University of Houston deploys Google Gemini across campus to build AI skills
The University of Houston is giving all students, faculty, and staff access to Google Gemini for Education and NotebookLM, creating a centralized AI environment for research, teaching, and campus operations. The rollout replaces fragmented AI usage with a single system designed to keep institutional data and intellectual property secure.
Private infrastructure for research protection
Faculty can now use Gemini within a private infrastructure to summarize literature, draft grant proposals, and analyze datasets.

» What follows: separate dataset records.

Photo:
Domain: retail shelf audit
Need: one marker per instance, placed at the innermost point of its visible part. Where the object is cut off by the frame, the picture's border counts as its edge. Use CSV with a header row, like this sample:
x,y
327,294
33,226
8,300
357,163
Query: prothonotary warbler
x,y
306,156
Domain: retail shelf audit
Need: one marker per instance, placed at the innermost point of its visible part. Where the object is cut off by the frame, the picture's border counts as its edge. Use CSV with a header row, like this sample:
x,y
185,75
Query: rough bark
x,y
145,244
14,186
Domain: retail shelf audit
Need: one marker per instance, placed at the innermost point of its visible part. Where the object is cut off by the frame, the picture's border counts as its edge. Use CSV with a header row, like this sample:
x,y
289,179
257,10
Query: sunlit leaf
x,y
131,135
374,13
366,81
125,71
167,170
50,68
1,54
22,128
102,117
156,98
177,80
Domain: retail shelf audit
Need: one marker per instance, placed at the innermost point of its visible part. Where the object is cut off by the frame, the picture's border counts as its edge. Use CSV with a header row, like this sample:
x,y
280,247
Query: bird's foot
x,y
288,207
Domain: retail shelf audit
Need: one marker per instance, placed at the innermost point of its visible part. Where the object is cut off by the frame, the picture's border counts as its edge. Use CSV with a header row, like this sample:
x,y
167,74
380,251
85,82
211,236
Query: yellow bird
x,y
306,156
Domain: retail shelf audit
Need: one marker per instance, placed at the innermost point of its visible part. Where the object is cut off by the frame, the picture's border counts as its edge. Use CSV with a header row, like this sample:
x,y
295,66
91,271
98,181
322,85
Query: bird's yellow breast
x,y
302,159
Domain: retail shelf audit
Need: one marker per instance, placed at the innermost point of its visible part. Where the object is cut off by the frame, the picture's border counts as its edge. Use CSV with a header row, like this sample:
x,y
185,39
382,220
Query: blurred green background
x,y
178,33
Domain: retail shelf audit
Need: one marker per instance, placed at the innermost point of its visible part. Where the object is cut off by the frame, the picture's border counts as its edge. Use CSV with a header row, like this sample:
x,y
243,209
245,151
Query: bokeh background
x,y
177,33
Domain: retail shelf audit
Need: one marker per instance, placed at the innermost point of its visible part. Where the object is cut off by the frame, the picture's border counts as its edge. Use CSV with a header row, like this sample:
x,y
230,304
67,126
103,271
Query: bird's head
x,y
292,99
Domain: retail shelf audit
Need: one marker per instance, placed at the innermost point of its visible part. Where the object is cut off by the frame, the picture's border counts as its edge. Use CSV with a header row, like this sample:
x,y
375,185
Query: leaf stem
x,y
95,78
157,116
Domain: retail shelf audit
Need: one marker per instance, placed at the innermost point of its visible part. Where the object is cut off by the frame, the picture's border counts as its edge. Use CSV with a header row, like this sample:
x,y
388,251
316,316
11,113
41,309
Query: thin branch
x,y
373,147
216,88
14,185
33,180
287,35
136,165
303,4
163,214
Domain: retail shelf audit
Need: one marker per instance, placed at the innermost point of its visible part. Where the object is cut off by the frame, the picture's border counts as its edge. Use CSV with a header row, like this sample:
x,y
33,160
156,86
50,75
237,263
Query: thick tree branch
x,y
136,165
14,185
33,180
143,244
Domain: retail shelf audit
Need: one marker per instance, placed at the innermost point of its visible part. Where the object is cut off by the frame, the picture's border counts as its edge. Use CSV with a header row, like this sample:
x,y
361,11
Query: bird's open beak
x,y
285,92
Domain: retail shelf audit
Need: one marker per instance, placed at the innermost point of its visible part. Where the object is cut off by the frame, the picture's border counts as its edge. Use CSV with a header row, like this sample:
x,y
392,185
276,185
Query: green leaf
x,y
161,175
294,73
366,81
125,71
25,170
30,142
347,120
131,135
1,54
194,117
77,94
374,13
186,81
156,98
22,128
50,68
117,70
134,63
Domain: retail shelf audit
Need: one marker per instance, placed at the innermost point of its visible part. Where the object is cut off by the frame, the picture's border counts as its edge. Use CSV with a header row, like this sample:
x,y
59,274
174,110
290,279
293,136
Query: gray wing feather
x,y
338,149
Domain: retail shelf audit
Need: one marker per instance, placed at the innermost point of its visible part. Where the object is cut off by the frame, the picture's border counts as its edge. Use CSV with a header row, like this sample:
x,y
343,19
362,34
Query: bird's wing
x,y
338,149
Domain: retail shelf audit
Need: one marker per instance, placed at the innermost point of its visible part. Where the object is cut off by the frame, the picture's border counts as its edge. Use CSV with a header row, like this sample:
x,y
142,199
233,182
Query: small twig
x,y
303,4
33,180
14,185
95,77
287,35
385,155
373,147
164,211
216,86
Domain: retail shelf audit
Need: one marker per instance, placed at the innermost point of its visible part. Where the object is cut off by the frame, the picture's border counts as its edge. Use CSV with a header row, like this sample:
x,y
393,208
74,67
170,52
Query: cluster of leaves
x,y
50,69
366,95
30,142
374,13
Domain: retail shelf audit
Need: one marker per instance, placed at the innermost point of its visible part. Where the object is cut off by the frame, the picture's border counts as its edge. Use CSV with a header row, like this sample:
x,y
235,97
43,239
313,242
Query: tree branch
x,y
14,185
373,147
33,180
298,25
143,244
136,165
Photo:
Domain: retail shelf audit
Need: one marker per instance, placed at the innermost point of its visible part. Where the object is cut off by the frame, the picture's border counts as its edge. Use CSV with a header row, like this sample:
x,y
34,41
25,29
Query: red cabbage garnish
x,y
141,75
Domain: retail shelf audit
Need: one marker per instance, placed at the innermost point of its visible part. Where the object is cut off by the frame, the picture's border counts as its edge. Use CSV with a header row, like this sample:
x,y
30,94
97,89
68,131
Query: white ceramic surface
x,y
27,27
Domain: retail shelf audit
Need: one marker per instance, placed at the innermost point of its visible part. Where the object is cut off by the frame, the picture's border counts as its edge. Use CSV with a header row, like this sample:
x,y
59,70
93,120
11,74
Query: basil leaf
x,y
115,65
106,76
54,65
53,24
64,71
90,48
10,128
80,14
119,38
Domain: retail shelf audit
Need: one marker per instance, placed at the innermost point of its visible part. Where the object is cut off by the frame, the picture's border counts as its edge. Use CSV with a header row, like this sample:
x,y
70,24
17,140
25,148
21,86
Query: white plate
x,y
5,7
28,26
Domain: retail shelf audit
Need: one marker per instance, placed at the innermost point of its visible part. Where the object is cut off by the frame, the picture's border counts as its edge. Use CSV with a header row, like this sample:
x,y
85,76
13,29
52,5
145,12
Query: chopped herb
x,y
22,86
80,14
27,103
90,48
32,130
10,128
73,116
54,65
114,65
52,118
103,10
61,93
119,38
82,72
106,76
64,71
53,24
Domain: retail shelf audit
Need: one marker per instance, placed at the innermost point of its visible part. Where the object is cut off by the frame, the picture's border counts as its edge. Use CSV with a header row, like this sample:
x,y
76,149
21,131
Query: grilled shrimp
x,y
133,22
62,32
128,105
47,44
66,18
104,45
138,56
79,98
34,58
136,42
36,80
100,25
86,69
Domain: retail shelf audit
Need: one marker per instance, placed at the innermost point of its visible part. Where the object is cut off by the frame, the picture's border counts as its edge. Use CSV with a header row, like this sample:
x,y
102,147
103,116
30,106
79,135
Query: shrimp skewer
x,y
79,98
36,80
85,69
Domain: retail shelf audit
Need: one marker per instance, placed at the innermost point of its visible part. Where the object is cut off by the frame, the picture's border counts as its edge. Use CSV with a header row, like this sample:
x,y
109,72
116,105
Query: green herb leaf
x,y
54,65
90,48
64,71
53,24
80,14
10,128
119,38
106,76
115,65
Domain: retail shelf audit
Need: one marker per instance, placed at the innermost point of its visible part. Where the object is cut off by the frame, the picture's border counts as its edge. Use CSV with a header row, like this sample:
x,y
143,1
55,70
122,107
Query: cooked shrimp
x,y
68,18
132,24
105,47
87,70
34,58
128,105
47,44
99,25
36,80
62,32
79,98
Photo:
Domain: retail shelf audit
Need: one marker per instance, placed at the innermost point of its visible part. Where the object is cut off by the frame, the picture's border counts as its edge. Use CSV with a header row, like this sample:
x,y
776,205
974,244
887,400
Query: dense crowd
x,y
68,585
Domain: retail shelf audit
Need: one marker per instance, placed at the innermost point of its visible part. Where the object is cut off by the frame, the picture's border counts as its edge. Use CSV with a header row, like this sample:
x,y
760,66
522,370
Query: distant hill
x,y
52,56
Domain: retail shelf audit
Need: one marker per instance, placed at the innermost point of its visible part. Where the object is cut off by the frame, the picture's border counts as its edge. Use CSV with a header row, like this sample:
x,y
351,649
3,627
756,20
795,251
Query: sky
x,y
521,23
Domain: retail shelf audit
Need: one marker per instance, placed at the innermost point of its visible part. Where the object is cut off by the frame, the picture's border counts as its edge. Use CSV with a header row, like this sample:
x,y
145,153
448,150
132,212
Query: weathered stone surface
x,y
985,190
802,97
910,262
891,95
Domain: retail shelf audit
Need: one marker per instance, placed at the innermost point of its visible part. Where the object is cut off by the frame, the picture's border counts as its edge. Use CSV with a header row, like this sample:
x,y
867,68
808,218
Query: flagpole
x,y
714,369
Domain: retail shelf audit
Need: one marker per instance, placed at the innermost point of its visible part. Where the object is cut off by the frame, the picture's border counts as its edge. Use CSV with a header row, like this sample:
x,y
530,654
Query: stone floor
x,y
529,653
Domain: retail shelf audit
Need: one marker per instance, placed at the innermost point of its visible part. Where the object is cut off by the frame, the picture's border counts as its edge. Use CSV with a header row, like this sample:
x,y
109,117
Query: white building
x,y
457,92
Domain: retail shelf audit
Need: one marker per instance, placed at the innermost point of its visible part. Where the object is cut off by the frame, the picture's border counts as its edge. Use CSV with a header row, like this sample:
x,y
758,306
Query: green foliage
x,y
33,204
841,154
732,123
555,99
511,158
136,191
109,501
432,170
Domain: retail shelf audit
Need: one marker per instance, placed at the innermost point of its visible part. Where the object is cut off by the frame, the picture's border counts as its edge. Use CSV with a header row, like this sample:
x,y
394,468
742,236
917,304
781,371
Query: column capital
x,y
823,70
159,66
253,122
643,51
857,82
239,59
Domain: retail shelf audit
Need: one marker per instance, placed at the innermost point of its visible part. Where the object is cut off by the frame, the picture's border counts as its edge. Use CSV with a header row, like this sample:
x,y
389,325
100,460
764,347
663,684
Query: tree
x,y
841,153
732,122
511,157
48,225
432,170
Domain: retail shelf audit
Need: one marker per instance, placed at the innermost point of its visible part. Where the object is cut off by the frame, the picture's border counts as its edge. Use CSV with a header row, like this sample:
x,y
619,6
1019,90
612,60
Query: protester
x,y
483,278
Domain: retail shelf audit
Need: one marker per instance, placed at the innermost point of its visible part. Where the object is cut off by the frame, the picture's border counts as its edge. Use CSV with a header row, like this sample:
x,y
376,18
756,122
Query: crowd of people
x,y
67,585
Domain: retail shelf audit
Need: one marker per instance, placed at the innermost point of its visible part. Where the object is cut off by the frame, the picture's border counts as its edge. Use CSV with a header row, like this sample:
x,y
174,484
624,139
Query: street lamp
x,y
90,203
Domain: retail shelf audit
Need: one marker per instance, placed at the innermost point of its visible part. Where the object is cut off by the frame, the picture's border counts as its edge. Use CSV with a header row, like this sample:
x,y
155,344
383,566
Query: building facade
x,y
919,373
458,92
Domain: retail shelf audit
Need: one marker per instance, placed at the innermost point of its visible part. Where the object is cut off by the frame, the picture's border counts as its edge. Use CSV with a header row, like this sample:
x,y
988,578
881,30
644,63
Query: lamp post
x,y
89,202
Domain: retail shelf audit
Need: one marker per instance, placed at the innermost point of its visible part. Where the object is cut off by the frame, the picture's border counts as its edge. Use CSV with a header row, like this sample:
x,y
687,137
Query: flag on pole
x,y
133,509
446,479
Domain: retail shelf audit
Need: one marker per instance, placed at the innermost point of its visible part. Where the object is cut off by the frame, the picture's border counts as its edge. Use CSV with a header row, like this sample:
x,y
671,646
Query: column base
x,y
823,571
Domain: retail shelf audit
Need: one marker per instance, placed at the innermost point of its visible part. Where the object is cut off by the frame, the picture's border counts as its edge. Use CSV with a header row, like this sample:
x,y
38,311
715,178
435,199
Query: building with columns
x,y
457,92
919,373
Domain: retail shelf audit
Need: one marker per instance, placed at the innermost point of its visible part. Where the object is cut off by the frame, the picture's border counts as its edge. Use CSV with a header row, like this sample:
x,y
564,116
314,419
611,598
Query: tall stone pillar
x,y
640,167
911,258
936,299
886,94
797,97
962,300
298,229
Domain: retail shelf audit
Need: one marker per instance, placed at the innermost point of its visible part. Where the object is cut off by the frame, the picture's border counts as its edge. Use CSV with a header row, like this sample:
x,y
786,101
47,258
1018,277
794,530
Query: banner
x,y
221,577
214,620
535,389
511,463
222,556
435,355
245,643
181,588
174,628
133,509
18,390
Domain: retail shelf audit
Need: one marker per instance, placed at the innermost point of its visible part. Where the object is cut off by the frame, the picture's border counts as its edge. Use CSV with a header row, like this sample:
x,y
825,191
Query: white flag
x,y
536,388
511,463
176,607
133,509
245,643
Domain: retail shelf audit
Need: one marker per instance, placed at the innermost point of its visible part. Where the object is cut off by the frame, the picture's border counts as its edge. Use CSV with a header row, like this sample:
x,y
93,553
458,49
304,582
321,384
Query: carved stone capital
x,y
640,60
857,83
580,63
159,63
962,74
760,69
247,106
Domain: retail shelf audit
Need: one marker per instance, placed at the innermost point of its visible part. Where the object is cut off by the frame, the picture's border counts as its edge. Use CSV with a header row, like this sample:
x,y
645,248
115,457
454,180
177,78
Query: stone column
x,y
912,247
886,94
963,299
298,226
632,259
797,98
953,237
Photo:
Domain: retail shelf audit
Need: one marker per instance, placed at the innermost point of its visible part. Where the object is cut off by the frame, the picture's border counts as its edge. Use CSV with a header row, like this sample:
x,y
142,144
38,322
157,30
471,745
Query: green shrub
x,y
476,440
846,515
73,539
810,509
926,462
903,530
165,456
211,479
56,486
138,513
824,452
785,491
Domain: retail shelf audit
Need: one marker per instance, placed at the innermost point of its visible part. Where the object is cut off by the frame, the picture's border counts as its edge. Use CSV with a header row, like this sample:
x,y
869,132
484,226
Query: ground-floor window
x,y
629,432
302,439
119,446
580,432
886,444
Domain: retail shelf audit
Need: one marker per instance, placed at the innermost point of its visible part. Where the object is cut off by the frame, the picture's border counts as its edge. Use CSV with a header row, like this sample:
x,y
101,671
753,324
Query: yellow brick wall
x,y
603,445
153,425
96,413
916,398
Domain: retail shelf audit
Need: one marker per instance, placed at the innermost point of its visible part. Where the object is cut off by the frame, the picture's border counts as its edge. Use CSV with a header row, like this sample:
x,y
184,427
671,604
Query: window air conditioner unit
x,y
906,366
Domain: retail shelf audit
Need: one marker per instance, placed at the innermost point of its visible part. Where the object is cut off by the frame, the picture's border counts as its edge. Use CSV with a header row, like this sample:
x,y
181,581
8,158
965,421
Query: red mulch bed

The system ensures research data and outputs are not used to train public AI models.
Claudia Neuhauser, Vice President for Research at UH, said the deployment addresses a core need: "For a Tier One research institution, an enterprise-grade AI infrastructure has become a necessity to accelerate research. This deployment provides a private environment where faculty can summarize dense literature, draft grant outlines, synthesize complex datasets and conduct research with the absolute certainty that their work is protected."
AI literacy becomes part of standard curriculum
All students receive access to Gemini 3.0 as part of their academic experience. Faculty retain discretion over how AI is used in courses, with guidance provided to define expectations in syllabi.
Diane Z. Chase, Senior Vice President for Academic Affairs and Provost, said the goal extends beyond tool adoption. "Artificial intelligence is transforming how knowledge is created, applied and communicated. Our commitment ensures that our students - regardless of discipline - develop the fluency to use AI thoughtfully, ethically and strategically."
The deployment aligns with broader AI for Education efforts. UH offers more than 140 AI-related courses across 14 colleges and hosts over 140 faculty researchers working on more than $70 million in AI projects spanning healthcare, engineering, cybersecurity, and energy.
Source-grounded research tool added
NotebookLM provides a complementary tool that generates responses based only on user-supplied materials and cites sources. This approach differs from general-purpose AI by restricting outputs to content users provide.
The university is also integrating AI into administrative processes and student services beyond the classroom and lab.